Logo Polskiego Radia
IAR
Agnieszka Kamińska 20.08.2010

MAK nie chce już Edmunda Klicha?

Rosyjski Międzypaństwowy Komitet Lotniczy nie chce już współpracować z akredytowanym Edmundem Klichem - ustalił "Nasz Dziennik" w źródłach związanych z tym komitetem.

Gazeta spekuluje, że być może MAK chce podważyć wiarygodność Klicha i zarzucać mu, iż nie wypełnia on obowiązków wynikających z konwencji chicagowskiej. Mowa jest tam, że akredytowani przedstawiciele "nie ujawniają informacji o przebiegu i wnioskach wynikających z badania bez jasno wyrażonej zgody państwa prowadzącego badanie" - przypomina "Nasz Dziennik", zauważając, że trudno się doszukać takiego wystąpienia Klicha.

Ignacy Goliński, wieloletni pracownik Państwowej Komisji Badania Wypadków Lotniczych, mówi "Naszemu Dziennikowi", że powoływanie i odwoływanie osoby akredytowanej przy komisji badającej katastrofę lotniczą jest suwerenną decyzją danego kraju.

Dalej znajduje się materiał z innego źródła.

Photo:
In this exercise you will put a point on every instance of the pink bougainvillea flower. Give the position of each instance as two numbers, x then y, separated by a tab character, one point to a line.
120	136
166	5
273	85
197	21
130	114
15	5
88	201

"Komisja MAK nie może nam niczego narzucić, to jest sprawa Polski" - podkreśla Goliński w reakcji na nieoficjalne informacje, że nie jest ona zadowolona ze współpracy z Edmundem Klichem. Zgodnie z konwencją chicagowską jeżeli katastrofa samolotu nastąpiła na terytorium innego państwa, to kraj, do którego należała maszyna, ma prawo wyznaczyć tzw. osobę akredytowaną. Przepisy nie przewidują żadnej akceptacji tej osoby ze strony władz państwa, gdzie doszło do katastrofy - czytamy w "Naszym Dzienniku".